One Day at a Time

Today was one of those hands-on, nonstop days where time seems to fly by. I tackled a major project in the elevator motor room—repairing a large section of drywall that had molded over time. It was extensive work; I had to run to Lowe’s for materials, cut the drywall to size, clean up the area, apply spackling, and make sure everything was primed for the next steps. Handling a project of that scale in a single day felt like a big win. And to be honest, the work itself wasn’t bad at all—just the sort that keeps you so occupied that hours slip away unnoticed.

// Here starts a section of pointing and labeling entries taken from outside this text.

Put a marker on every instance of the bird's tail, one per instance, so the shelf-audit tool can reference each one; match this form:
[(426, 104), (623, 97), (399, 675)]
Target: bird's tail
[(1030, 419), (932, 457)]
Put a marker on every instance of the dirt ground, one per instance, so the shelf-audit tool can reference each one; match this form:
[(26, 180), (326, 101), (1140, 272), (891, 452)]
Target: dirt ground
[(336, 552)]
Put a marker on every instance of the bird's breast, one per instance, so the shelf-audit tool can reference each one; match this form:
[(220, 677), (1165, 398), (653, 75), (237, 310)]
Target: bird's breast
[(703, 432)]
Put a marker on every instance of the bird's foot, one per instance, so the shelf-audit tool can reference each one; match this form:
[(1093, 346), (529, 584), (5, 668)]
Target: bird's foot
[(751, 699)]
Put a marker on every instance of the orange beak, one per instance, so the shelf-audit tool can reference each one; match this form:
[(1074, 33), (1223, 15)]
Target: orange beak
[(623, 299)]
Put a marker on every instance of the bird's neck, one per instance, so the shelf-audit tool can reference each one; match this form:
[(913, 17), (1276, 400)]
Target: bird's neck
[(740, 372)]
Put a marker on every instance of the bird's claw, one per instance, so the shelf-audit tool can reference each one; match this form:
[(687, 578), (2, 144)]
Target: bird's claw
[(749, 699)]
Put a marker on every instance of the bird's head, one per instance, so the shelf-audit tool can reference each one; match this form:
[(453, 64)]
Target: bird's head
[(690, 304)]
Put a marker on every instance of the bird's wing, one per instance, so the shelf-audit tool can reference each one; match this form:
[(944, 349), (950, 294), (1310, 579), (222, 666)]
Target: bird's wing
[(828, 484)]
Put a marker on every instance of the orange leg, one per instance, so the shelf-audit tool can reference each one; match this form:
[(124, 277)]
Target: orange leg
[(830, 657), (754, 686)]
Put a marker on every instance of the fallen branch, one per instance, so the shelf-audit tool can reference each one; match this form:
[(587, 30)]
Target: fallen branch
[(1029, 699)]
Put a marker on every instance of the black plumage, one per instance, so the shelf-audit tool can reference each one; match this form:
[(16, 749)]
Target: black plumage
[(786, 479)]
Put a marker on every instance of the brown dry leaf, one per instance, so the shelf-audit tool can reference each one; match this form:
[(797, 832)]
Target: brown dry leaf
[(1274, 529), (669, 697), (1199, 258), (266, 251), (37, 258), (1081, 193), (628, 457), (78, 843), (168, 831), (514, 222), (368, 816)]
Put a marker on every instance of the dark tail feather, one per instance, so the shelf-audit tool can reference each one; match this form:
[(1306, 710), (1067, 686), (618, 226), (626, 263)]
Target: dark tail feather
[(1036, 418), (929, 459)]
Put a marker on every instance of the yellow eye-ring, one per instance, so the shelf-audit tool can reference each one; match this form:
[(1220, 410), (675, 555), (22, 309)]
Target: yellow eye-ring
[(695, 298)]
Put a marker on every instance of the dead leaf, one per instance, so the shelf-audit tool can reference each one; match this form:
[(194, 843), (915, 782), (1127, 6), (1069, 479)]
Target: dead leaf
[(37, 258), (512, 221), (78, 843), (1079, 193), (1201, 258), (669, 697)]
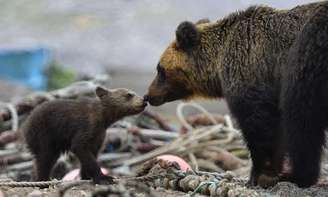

Tomorrow, I’ll need to restock supplies, this time using my new company charge card. It’s a bit surreal to think about; here I am, fully responsible for a significant position and trusted to manage projects, materials, and expenses. Sometimes it hits me just how far I’ve come, and I can’t help but feel like I’m finally stepping into a new phase—one where I’m a “real” adult, shaping things and moving forward with real accountability.

Something else struck me today too. I realized that I hadn’t thought much about Katarina or felt that familiar pang of missing her. There’s a sense of finality now, an understanding of who she is and the lifestyle she’s chosen, and it’s helped me let go in a way I didn’t think was possible. For the longest time, I couldn’t fully accept the person she’d become; it just didn’t make sense to me. But today, I felt a strange calm in knowing that her choices don’t need to affect me anymore.

Reflecting on it, I’m glad I no longer have to be around that version of her. The woman she turned into is someone I’d never choose to associate with. It’s hard to believe, but she changed in ways that just don’t align with who I am or what I value. She treated me poorly, consistently making me feel small or unworthy, and as painful as it was, this distance has shown me the truth of who she wants to be. And that person? It’s not someone I want in my life.

I understand that this is her choice, her path, and maybe she’s even happy with it. But for me, I’ve made peace with not being a part of it. There’s sadness, of course, and sometimes I wonder if this was always part of who she was, hidden beneath layers I never saw. Maybe it was there all along; maybe it grew over time. Who knows? But one thing I’m sure of: each day, it’s a little easier to move on, and I’m grateful for that.

And just like that, another day comes to a close.